Sixième article dans ma série sur Les Filles du Roy. En examinant la provenance des Filles du Roy au moment où elles s’embarquent vers la Nouvelle-France, on remarque une concentration de plus du tiers des Filles du Roy dans la région parisienne. En poussant l’analyse plus loin, on note un autre élément important, celui de l’apport de son hôpital général de l’époque – la Pitié Salpêtrière.
Une autre caractéristique significative de ces jeunes filles avait trait à leur provenance géographique. Yves Landry, cet historien spécialisé dans les Filles du Roy, a justement fait une étude exhaustive du profil sociologique des Filles du Roy qui se sont embarquées pour la colonie. Entre autres aspects, il commente sur la provenance géographique de ces Filles :
‘’… En réalité, près de 80% provenaient des régions de Paris, de l’Ouest et de la Normandie. L’apport de la région parisienne, c’est-à-dire de l’Île-de-France, de la Brie et de la Beauce, mérite d’être souligné, puisqu’elle a fourni près de la moitié des contingents et ainsi contribué à favoriser la diffusion du parler français dans la colonie et à en précipiter l’uniformisation linguistique dès le XVIIe siècle, contrairement à la situation de la métropole marquée par la diversité et le morcellement culturel.’’
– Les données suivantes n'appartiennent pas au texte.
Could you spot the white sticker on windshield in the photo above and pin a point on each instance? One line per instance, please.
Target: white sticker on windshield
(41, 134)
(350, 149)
Les deux tiers provenaient des villes alors qu’à l’époque environ 85% des gens vivaient en zone rurale. Considérant le fait que ces Filles étaient appelées à aller vivre en milieu sauvage et pas encore défriché, on peut s’interroger sur l’à-propos de cette sélection plutôt urbaine qui menaçait dès le départ le succès de ce programme de colonisation.
Cette concentration de plus du tiers des Filles du Roy dans la région parisienne invite à préciser un autre élément important, celui de l’apport de son hôpital général de l’époque – la Pitié Salpêtrière. Récemment fondée en 1656, cette institution avait pour mission de servir de refuge pour les pauvres et de maison d’internement pour exclus de la société à savoir entre autres, les mendiants, les orphelins, les vagabonds, les femmes abandonnées, les mères célibataires, les enfants et les prostituées. Yves Landry précise encore :
‘’En particulier, la ‘’grande maison’’ de l’Hôpital exclusivement réservée aux filles et aux femmes de tout âge, la Salpêtrière servait à ‘’éliminer de la société toutes les femmes incapables d’y vivre seules en liberté : d’une part, celles qui par suite de leurs infirmités, de leur âge et de leur pauvreté (cherchaient) à l’hôpital un refuge (…) ; d’autre part, celles qui au contraire y (étaient) enfermées de force, par mesure de défense sociale. On devine leur sentiment d’exclusion quand on sait ‘’qu’un enfermement à la Salpêtrière ternit à jamais la réputation d’une femme. On peut donc affirmer que les Filles du roi extraites de l’Hôpital général de Paris devaient être en situation de rupture avec leur milieu familial d’origine, notamment par suite du décès prématuré du père, de la mère ou des deux parents, et que leur exil au Canada correspondait à une forme d’exclusion sociale ou familiale en parfaite conformité avec l’idée que l’on se faisait des colonies comme exutoire pour les éléments sociaux dysfonctionnels.’’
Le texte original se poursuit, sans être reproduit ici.